But how exactly do you implement serverless technology? In this article, I provide a comprehensive, step-by-step guide to using serverless architecture, with practical tips and real-world use cases.
Understanding Serverless Architecture
Serverless architecture, despite its name, still involves servers but shifts the responsibility of managing them from developers to cloud service providers. It’s a bit like using a fully managed service for a task rather than managing it in-house.
Imagine an application as being composed of two parts: the frontend, which users interact with, and the backend, which powers the frontend. In serverless architectures, this backend code runs on the infrastructure provided by the cloud service, removing the need for businesses to worry about managing physical servers.
While this does simplify things significantly, it doesn’t entirely remove responsibility from the business owner or the developer. There’s still the need to ensure the security of your code, and initial setup is necessary, albeit less time-consuming than traditional server setups.
Serverless architectures are also event-driven. When certain events or triggers happen (like an HTTP request or database event, for example), your application responds. While this shifts the security of the physical servers onto the cloud provider, the responsibility for securing your code still lies with you.
The building blocks of serverless applications are functions—small pieces of code, each doing a specific task. When an event triggers a function, the cloud service provider allocates resources for this function, executes it, and shuts down once the task is complete. This approach, known as Function as a Service (FaaS), is the core of serverless computing.

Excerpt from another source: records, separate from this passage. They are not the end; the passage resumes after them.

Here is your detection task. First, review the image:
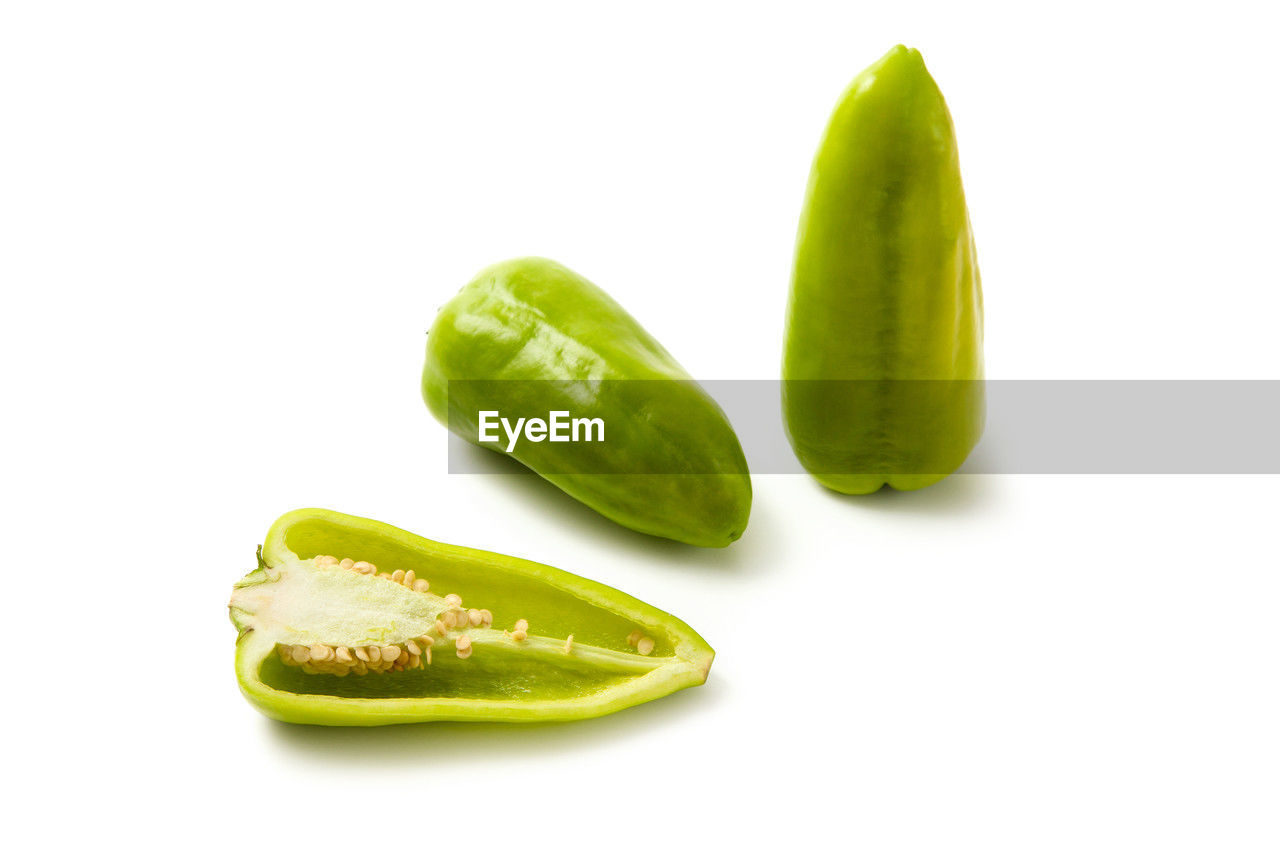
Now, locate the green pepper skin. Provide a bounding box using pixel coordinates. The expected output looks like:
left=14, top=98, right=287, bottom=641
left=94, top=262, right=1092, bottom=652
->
left=422, top=257, right=751, bottom=547
left=782, top=45, right=986, bottom=494
left=230, top=508, right=716, bottom=726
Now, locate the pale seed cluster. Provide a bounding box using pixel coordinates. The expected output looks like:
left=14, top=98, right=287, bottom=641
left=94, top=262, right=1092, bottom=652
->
left=627, top=631, right=657, bottom=654
left=288, top=555, right=527, bottom=675
left=275, top=635, right=435, bottom=675
left=312, top=555, right=431, bottom=592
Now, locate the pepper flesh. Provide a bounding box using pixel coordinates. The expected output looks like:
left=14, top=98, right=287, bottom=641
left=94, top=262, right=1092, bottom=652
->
left=230, top=510, right=714, bottom=726
left=782, top=45, right=986, bottom=494
left=422, top=257, right=751, bottom=547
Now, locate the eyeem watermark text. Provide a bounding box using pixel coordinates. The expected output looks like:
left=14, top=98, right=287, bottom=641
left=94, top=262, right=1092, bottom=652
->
left=479, top=410, right=604, bottom=453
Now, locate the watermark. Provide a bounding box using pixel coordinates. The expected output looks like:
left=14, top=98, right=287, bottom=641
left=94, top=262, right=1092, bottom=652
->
left=447, top=379, right=1280, bottom=475
left=476, top=409, right=604, bottom=453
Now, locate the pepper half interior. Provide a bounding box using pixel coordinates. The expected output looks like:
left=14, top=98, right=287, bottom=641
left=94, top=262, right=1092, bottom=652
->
left=230, top=553, right=673, bottom=701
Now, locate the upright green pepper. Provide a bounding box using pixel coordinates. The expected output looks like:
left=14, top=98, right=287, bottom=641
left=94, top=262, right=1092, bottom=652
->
left=782, top=45, right=986, bottom=494
left=422, top=257, right=751, bottom=547
left=230, top=510, right=714, bottom=726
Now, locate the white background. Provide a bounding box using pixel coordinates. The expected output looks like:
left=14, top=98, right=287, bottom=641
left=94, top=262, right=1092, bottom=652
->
left=0, top=0, right=1280, bottom=853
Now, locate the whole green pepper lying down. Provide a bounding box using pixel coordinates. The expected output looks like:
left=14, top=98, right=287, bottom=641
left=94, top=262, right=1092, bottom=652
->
left=230, top=510, right=714, bottom=726
left=422, top=257, right=751, bottom=548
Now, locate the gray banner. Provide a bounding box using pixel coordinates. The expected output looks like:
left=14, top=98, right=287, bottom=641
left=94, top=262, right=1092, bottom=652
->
left=448, top=379, right=1280, bottom=474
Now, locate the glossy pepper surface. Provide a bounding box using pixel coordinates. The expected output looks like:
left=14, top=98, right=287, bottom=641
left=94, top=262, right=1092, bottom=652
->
left=782, top=46, right=986, bottom=494
left=422, top=257, right=751, bottom=547
left=230, top=510, right=714, bottom=726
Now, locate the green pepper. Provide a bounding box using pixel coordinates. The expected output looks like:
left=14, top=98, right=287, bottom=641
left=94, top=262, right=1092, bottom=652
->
left=782, top=45, right=986, bottom=494
left=422, top=257, right=751, bottom=547
left=230, top=510, right=714, bottom=726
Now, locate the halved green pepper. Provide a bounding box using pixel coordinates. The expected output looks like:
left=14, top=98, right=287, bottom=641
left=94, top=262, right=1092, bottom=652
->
left=230, top=510, right=714, bottom=726
left=782, top=45, right=986, bottom=494
left=422, top=257, right=751, bottom=547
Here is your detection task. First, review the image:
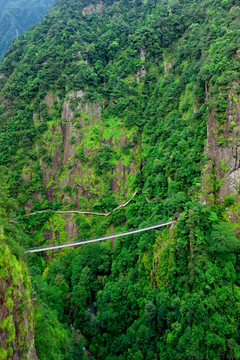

One of the primary benefits of serverless architecture is its pay-as-you-go model. You’re billed only for the computation time and resources used when your functions are running. If no functions are executed, there are no charges, making it a cost-effective option compared to traditional models where payment for server capacity is required regardless of usage.
In terms of scaling, serverless architecture works differently from traditional auto-scaling. As the demand for your application increases or decreases, the cloud provider adjusts resources accordingly, ensuring you only pay for what you use.
Pros Of Serverless Architecture
A serverless environment brings numerous advantages to businesses, primarily due to its cost-effectiveness, infrastructure management, and reduced operational responsibilities. Here are the key benefits of serverless containers in detail.
Reduced Operational Costs
With a serverless computing service, you only pay for the computed time you consume. There are no charges when your application code isn’t running. Unlike traditional hosting, where you’re charged based on the server size and duration, in serverless computing, you’re billed for the compute resources consumed by your application down to the millisecond. This pricing model can save significant costs, especially for applications with variable or unpredictable workloads.
Reduced Operational Responsibilities
With serverless architecture, the cloud provider takes on many operational responsibilities. With serverless technologies, the cloud provider also handles management tasks such as external services, managing processes, capacity planning, patching, maintenance, and administration, freeing up your IT team to focus on building and improving applications. This can accelerate the development process and improve your company’s agility.
Positive Environmental Impact
An often overlooked advantage of serverless computing is its potential environmental benefits. With traditional servers, a significant amount of computational power constantly needs to be used, which can lead to energy waste. In contrast, serverless computing’s pay-per-use model encourages more efficient use of server resources, which could result in a lower carbon footprint.
While these benefits make a compelling case for serverless architecture, it’s not without its challenges. It’s essential to understand the potential drawbacks to serverless workloads and hardware to make an informed decision.
Cons Of Serverless Architecture
While serverless apps offer several compelling advantages, they’re not a panacea for all computing needs. There are also potential drawbacks that businesses need to consider before moving towards using serverless app platforms.
Cold Start
“Cold start” refers to the scenario where an idle serverless function or service is invoked. This term captures the latency incurred when the service provider is allocating the necessary resources for the function or simple storage service to operate.
Such latency can indeed pose a challenge to serverless applications that require instantaneous responses. However, several strategies are available to counteract this issue. One effective method is ‘warming,’ which triggers serverless services or functions periodically to keep them ready for immediate action.
This “cold start” latency usually falls between 20-40 seconds, contingent on the technologies used and the time taken to assign resources to your request. For example, if a function hasn’t been invoked over the past 30 minutes, the initial startup may necessitate a 20-40 second wait before it begins to execute.
The choice of programming language can significantly influence the duration of a “cold start.” In this respect, Python and JavaScript emerge as the most recommended languages for serverless architecture. Their advantage lies in an optimal combination of startup time, cost, and a readily available pool of developers. Both languages facilitate quicker startup times, enabling more efficient handling of “cold starts” and enhancing the overall efficiency of your serverless application.
Statelessness
Serverless functions are stateless, meaning they don’t store data from one execution of function code to the next. Suppose your server hardware or application requires persistent data storage or state between two running server-side functions. In that case, you must use an external database or storage system, which could add to the complexity and cost.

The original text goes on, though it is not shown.